Schön, schön

Am Samstagabend ging ich trotz allmählich überwältigender Müdigkeit in den Michel, um mir dort Bachs h-Moll-Messe anzuhören, die immerhin erfreulich früh begann. Das schloss eine nicht eben kleine Bildungslücke, denn Bedeutung und Grandiosität des Werkes, Schönheit und überraschendes Überwältigungspotential waren mir bis zu diesem Abend gar nicht bekannt. Wie immer gilt bei so etwas: Fantastisch und fast hoffnungsfroh stimmend, was man alles noch lernen und entdecken kann.

Warum das Werk aber kurz vor der Aufführung als „größtes Kunstwerk aller Zeiten“ angekündigt wurde, das habe ich erst hinterher verstanden, beim beflissenen Nachlesen in der Wikipedia nämlich. Es war ein Zitat von Carl Friedrich Zelter.

Nun bin ich selbstverständlich gänzlich ungeeignet, das ebenfalls zu beurteilen oder die Aufführung dieses Abends bewerten, irgendwie einzuschätzen oder im Rang gewichten zu können. Das vermag ich nicht einmal ansatzweise, es würde sicher auch schnell peinlich werden. Nur eher plump kann ich daher mangels Kompetenz berichten, dass es mir außerordentlich schön vorkam. Schöner auch als etwa das Weihnachtsoratorium.
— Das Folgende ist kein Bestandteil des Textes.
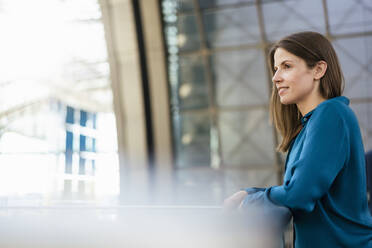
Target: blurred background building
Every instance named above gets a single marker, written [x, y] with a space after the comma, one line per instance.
[110, 102]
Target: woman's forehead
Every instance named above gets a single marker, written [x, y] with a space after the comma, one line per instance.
[281, 55]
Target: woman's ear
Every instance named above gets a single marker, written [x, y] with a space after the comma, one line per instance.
[319, 69]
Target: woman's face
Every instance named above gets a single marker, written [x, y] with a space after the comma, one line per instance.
[293, 79]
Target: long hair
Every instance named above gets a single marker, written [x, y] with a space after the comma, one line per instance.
[312, 47]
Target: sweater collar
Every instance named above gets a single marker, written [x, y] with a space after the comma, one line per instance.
[342, 99]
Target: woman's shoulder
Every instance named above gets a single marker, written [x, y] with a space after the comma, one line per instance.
[337, 106]
[334, 110]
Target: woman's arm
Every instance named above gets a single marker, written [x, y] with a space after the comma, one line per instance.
[325, 151]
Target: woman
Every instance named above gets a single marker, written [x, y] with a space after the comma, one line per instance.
[324, 183]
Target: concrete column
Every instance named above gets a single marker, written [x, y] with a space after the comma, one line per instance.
[127, 89]
[159, 94]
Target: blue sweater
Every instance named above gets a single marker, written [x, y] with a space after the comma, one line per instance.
[325, 182]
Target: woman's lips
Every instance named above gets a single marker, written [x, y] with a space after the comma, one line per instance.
[282, 90]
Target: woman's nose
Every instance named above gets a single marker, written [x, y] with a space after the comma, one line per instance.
[276, 78]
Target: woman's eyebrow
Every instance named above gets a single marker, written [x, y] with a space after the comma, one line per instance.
[284, 61]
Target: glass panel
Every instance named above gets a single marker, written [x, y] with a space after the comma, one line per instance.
[364, 115]
[192, 92]
[240, 77]
[355, 57]
[247, 139]
[192, 139]
[229, 27]
[214, 3]
[347, 16]
[201, 186]
[286, 17]
[237, 179]
[185, 5]
[187, 37]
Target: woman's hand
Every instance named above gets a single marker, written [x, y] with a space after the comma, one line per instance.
[233, 202]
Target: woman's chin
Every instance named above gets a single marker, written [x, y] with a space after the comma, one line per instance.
[285, 101]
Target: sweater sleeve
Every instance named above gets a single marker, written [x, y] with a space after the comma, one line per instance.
[323, 155]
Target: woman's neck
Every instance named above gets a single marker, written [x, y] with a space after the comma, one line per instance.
[309, 104]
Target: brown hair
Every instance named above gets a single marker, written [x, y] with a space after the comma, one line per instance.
[312, 47]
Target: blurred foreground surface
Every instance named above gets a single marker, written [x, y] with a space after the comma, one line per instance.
[132, 226]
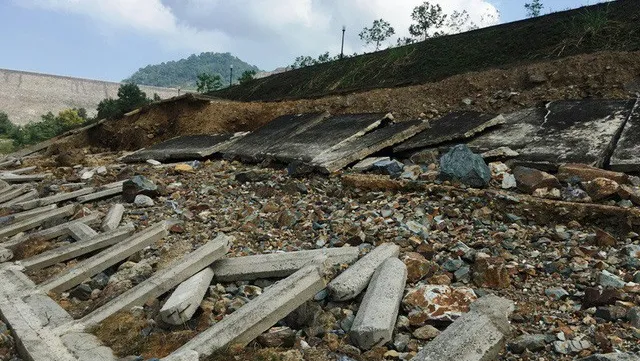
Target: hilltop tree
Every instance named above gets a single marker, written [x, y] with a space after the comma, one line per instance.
[534, 8]
[377, 33]
[427, 17]
[207, 83]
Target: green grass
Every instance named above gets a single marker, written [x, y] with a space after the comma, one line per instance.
[610, 26]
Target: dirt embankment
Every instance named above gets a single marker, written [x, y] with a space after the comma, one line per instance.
[600, 75]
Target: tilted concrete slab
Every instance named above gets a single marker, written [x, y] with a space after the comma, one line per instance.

Um es einmal in meinem Kopf zu sortieren und das entsprechende Regal im Hirn also kurzentschlossen etwas umzuräumen. Ich lege mich auch dahingehend fest, dass ich mir das jederzeit wieder anhören würde, wenn es in einem ähnlichen Rahmen geboten wird.
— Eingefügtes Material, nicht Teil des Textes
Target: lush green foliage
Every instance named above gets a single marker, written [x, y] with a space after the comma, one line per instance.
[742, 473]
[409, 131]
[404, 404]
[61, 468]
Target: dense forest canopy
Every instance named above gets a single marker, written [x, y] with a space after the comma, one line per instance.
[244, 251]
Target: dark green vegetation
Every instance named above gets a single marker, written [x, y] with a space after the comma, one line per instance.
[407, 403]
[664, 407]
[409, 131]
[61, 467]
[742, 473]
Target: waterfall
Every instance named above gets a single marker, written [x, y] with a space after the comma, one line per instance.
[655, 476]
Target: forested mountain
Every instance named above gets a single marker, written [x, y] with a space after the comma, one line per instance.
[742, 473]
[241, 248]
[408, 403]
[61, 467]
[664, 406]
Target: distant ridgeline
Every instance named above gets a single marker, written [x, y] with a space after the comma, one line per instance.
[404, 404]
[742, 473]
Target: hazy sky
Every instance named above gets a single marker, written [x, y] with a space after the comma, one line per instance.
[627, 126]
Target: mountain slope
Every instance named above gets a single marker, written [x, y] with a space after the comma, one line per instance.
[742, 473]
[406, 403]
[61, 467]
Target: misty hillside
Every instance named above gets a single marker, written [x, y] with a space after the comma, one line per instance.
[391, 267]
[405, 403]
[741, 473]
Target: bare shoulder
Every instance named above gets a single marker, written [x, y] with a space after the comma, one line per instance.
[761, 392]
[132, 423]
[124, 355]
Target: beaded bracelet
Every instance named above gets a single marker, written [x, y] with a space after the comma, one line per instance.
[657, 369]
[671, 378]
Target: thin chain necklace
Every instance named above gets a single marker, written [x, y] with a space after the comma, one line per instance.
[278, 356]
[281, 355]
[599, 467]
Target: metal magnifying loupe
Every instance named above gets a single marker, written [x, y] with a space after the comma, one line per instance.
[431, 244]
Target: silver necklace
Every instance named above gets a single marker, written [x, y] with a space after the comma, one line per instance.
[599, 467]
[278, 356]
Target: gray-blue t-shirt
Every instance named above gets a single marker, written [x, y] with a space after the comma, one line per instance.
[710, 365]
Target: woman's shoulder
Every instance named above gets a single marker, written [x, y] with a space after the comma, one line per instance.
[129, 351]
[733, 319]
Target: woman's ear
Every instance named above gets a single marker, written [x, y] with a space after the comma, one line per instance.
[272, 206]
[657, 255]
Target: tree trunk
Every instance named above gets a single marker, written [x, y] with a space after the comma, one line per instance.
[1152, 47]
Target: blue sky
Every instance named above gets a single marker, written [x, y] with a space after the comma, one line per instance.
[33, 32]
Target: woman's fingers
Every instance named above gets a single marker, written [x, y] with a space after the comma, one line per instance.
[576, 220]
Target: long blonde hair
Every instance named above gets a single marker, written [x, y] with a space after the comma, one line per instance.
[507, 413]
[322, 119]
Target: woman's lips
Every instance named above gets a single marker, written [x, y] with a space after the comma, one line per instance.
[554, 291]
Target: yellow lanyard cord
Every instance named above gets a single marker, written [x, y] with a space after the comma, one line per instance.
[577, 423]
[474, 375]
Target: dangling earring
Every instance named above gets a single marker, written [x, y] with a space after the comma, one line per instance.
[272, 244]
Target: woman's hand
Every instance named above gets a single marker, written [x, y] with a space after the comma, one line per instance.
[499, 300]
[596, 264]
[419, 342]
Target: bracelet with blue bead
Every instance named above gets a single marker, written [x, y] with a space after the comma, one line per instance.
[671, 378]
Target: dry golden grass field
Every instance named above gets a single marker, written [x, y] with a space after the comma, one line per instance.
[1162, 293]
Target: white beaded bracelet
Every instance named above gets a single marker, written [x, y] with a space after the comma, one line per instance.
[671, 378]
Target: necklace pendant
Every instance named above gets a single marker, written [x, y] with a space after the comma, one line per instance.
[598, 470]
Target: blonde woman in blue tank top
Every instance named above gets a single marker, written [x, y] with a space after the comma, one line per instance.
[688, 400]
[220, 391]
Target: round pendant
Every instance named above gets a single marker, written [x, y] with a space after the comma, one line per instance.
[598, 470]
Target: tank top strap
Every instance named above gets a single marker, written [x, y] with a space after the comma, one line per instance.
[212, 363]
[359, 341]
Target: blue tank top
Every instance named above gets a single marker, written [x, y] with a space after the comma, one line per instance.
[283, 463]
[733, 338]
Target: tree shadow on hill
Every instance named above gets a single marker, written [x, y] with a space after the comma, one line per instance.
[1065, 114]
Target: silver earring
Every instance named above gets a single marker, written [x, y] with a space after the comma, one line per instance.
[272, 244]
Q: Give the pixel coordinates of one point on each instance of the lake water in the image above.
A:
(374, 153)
Dieses lapidar anmutende „jederzeit“ allerdings, das will bei mir etwas heißen.

Die Sopranstimme sang, kurzfristig eingesprungen wegen eines Ausfalls, Hanna Zumsande. Ich sehe gerade, es gibt bei YouTube eine Version des Stückes vom Münchener Bach-Chor mit ihr in dieser Besetzung. Das kann man sich hier ansehen und anhören. Eine Stunde und fünfzig Minuten Bach sind das , eine zweifelsfrei gut geeignete Beschäftigung für den Sonntag.

Zwei Bemerknisse noch eben dazu.

Der Michel vor dunklem Himmel

Da wäre etwa das speziell Absurde des Ortes. Denn zum einen ist der Michel (Wikipedialink) natürlich auf den ersten Blick so sehr Hamburg, wie es ein Gebäude nur sein kann. Ein Stadtsymbol und Wahrzeichen erster Klasse. Vermutlich auch bundesweit bekannt und schon an der Silhouette für erstaunlich viele Menschen erkennbar als die weithin berühmte und zigtausendfach abgebildete Kirche in Elb- und Hafennähe.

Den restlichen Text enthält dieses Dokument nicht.